Харченко действительно быстро устроился по-новому. В нем сказался очень деятельный и практический человек. Во-первых, он открыл внизу малыгинского дома типографию; во-вторых, выхлопотал себе право на издание ежедневной газеты «Запольский курьер» и, в-третьих, основал библиотеку. Редакция газеты и библиотека помещались во втором этаже.
— Да разве я для этого дом-то строил? — возмущался Харитон Артемьич. — Всякую пакость натащил в дом-то… Ох, горе душам нашим!.. За чьи только грехи господь батюшка наказывает… Осрамили меня зятья на старости лет.
Особенный успех имела библиотека, показавшая, что в глухом провинциальном городке уже чувствовалась настоятельная потребность в чтении. Книга уже являлась необходимостью, и Харченко мечтал открыть книжный магазин. Около типографии и библиотеки сразу сплотился маленький кружок интеллигентных разночинцев. Тут были и учителя, и учительницы, и фельдшера, и мелкие служащие из управы и банка. Библиотека являлась сборным пунктом, куда приходили потолковать и поделиться разными новостями. В общем все эти маленькие люди являлись протестующим элементом против новых дельцов.
Особым выдающимся торжеством явилось открытие первой газеты в Заполье. Главными представителями этого органа явились Харченко и доктор Кочетов. Последний даже не был пьян и поэтому чувствовал себя в грустном настроении. Говорили речи, предлагали тосты и составляли планы похода против плутократов. Харченко расчувствовался и даже прослезился. На торжестве присутствовал Харитон Артемьич и мог только удивляться, чему люди обрадовались.
— Всех ругать будете в газетине? — спрашивал он.
— Как придется… Смотря по заслугам.
— Нет, вы жарьте их, подлецов, а главное — моих зятьев накаливайте… Ежели бы я был грамотный, так я бы им сам показал, как лягушки скачут. От своей темноты и погибаем.
К огорчению Харитона Артемьича, первый номер «Запольского курьера» вышел без всяких ругательств, а в программе были напечатаны какие-то непонятные слова: о народном хозяйстве, об образовании, о насущных нуждах края, о будущем земстве и т. д. Первый номер все-таки произвел некоторую сенсацию: обругать никого не обругали, но это еще не значило, что не обругают потом. В банке новая газета имела свои последствия. Штофф сунул номер Мышникову и проговорил с укоризной:
— Это твоя работа, Павел Степаныч… Охота тебе была связываться с проклятым учителишкой. Растравил человека, а теперь расхлебывай кашу.

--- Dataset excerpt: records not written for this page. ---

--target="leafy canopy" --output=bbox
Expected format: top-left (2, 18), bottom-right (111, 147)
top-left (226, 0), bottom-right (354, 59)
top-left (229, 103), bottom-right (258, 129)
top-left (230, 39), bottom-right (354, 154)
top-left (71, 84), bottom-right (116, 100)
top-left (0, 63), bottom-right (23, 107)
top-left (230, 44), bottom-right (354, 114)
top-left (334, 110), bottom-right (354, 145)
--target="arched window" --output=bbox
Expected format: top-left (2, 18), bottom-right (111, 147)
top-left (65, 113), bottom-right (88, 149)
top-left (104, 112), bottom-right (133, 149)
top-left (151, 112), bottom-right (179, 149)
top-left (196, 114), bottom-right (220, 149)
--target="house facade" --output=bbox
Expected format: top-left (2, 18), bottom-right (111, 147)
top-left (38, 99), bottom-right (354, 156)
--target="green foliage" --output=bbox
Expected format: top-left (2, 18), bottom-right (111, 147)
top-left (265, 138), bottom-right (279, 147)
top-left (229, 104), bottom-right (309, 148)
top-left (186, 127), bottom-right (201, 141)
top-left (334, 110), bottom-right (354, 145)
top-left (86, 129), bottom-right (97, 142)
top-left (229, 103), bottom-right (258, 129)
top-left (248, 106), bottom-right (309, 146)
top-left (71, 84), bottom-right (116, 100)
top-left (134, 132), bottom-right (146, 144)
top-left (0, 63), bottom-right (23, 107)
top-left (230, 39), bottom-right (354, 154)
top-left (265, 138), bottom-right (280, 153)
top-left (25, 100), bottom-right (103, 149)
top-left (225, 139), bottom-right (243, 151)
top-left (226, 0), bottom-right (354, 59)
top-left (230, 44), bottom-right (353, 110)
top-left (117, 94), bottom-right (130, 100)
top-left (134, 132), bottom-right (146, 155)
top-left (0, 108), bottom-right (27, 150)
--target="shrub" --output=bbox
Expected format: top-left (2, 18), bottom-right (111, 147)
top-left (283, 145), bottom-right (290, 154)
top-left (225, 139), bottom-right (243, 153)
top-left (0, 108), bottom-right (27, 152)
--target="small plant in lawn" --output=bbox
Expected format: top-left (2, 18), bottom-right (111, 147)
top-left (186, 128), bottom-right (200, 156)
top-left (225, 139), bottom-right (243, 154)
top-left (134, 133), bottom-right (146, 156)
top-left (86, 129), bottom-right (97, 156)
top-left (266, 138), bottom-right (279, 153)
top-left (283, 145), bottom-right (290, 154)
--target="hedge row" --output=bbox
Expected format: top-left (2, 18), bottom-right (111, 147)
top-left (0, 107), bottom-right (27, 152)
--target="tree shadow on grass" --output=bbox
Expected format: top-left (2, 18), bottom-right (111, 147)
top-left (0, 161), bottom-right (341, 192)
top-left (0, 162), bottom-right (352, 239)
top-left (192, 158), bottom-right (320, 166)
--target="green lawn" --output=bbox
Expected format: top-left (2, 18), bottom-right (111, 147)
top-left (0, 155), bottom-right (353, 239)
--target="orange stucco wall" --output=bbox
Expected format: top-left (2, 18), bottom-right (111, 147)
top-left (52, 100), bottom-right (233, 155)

— Ничего, не беспокойся, — уверял Мышников. — Коли на то пошло, так мы свою газету откроем… Одним словом, вздор, и не стоит говорить.
В малыгинском доме закипела самая оживленная деятельность. По вечерам собиралась молодежь, поднимался шум, споры и смех. Именно в один из таких моментов попала Устенька в новую библиотеку. Она выбрала книги и хотела уходить, когда из соседней комнаты, где шумели и галдели молодые голоса, показался доктор Кочетов.
— Ах, это вы, Устенька!.. Здравствуйте.
— Здравствуйте, Анатолий Петрович.
— Как это мисс Дудль пустила вас одну?
— Я была у папы.
— Так… хотите, я вас познакомлю с нашею компанией? У нас очень весело!
Устенька смутилась, когда попала в накуренную комнату, где около стола сидели неизвестные ей девушки и молодые люди. Доктор отрекомендовал ее и перезнакомил с присутствующими.
— Это ваше молодое Заполье, и вы будете нашей, Устенька, — говорил он, усаживая ее на диван.
Полчаса, проведенные в накуренной комнате, явились для Устеньки роковою гранью, навсегда отделившею ее от той среды, к которой она принадлежала по рождению и по воспитанию. Возвращаясь домой, она чувствовала себя какою-то изменницей и живо представляла себе негодующую и возмущенную мисс Дудль… Ей хотелось и плакать, и смеяться, и куда-то идти, все вперед, далеко.